Observed words cause a 400 response.

[kinguardo]

When running a scan with these 3 options enabled:

learn observed words
request
response

if an observed word contains a square bracket then it will be included in the header name. This causes the front-end to throw a 400 response very often because brackets aren't allowed in header names

[kinguardo]

same applies to semi colon ;

[kinguardo]

any thoughts on this?

[AkikoOrenji]

Related to this. Certain characters are going to cause some servers to error e.g. 400 etc. I've noticed param miner doesn't treat 400 responses as a trigger to start narrowing the current header set to find the header causing the problem.
If so it would eventually filter the problem header out and log it as 'interesting' but still analyze the other headers in the batch.
At the moment the default behaviour is if a 400 code is seen in the batch it just continue on with next batch potentially missing any valuable responses from other headers in that batch that would not cause a 400 error.

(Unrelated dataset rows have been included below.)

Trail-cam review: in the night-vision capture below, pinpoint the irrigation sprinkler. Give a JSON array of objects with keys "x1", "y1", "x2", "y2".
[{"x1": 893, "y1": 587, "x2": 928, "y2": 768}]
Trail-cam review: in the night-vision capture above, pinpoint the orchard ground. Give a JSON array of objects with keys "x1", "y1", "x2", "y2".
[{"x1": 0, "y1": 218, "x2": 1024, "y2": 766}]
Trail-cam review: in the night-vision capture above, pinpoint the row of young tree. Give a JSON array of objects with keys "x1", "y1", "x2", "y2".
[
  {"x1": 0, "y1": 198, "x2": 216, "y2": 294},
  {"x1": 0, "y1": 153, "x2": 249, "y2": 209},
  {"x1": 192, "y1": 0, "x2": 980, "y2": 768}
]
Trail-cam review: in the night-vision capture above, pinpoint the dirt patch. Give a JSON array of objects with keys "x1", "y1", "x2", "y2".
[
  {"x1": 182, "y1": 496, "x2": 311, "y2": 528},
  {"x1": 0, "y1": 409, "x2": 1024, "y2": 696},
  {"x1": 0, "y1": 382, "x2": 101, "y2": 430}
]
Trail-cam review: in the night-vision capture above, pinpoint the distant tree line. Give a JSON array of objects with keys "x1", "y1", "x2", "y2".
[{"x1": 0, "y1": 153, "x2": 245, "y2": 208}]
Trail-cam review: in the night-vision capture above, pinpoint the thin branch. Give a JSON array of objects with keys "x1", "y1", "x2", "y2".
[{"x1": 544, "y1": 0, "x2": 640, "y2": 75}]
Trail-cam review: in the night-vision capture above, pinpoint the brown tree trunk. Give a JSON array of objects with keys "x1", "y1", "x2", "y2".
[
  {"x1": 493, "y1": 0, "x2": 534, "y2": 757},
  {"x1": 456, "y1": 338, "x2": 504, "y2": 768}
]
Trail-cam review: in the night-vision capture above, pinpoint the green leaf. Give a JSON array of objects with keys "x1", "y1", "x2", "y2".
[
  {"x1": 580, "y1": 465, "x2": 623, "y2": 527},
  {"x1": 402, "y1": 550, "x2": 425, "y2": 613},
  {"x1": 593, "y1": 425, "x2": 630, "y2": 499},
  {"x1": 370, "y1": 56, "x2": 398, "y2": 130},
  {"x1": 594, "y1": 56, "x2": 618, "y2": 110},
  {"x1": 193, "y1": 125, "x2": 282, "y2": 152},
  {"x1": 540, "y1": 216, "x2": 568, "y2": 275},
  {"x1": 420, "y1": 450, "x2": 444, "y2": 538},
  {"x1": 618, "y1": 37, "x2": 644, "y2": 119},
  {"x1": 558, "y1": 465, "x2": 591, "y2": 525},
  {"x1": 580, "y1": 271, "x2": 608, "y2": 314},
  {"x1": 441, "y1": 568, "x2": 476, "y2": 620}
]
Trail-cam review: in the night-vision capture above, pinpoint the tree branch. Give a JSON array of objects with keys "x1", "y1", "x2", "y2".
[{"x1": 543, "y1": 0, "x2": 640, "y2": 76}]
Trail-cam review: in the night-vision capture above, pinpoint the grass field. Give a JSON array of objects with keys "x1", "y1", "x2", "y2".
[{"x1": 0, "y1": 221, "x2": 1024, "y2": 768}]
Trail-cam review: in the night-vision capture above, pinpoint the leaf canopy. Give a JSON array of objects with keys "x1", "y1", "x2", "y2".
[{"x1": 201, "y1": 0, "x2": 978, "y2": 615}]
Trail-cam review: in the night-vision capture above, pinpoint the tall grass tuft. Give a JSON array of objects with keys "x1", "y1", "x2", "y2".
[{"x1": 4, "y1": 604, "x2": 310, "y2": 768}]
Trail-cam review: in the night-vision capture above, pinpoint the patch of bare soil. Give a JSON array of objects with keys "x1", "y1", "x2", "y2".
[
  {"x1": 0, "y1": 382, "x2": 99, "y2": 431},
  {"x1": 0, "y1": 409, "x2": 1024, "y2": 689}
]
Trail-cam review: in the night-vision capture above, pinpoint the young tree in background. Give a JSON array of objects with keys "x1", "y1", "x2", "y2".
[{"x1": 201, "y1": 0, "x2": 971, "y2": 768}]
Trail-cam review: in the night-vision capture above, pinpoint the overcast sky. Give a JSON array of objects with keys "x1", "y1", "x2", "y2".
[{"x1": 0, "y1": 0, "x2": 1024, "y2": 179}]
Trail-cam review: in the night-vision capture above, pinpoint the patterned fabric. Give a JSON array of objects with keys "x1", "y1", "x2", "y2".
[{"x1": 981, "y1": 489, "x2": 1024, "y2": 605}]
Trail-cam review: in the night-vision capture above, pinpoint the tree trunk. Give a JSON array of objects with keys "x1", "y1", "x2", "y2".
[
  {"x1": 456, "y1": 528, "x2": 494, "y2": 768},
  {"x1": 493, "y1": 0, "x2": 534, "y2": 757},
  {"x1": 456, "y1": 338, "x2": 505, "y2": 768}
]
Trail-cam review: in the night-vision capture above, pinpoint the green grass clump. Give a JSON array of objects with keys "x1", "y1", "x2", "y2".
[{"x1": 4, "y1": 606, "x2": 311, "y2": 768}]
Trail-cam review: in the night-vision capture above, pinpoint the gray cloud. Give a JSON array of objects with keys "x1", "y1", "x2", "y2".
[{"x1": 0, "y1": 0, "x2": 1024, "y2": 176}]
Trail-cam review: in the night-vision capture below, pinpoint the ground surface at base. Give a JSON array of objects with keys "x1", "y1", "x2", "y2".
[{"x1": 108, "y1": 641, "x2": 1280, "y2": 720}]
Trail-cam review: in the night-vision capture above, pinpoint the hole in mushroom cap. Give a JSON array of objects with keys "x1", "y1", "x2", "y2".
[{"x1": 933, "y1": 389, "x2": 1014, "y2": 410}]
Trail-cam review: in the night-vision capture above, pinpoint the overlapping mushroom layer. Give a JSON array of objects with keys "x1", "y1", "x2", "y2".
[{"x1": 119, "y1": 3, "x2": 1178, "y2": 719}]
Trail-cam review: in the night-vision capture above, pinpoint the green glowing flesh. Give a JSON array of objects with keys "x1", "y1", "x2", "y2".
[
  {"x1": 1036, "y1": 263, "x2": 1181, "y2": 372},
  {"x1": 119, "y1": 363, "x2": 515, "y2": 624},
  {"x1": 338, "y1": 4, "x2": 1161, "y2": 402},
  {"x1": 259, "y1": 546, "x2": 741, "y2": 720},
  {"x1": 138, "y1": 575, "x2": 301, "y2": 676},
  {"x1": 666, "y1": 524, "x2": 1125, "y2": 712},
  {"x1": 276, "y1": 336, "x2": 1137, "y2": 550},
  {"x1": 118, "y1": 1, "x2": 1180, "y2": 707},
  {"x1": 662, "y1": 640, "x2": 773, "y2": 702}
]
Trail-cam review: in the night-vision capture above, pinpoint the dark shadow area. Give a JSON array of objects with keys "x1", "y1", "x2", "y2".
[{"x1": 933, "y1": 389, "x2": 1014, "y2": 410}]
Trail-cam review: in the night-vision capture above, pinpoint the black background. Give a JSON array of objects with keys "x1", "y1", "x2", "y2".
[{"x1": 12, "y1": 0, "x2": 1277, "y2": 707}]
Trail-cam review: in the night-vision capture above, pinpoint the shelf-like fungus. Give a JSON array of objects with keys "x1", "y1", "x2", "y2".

Anyone know if its configurable anywhere to set certain server response codes to be 'interesting' ?

[AkikoOrenji]

@kinguardo you can kind of work around this by configuring the Reshaper plugin to remove characters in requests which you know are going to cause problems. Its a fiddle and requires trial and error is required but is a partial workaround.

You can use the following as a template in Reshaper. You'll need to adjust the When's 'Matches Text' for a unique identifier in your applications URLs.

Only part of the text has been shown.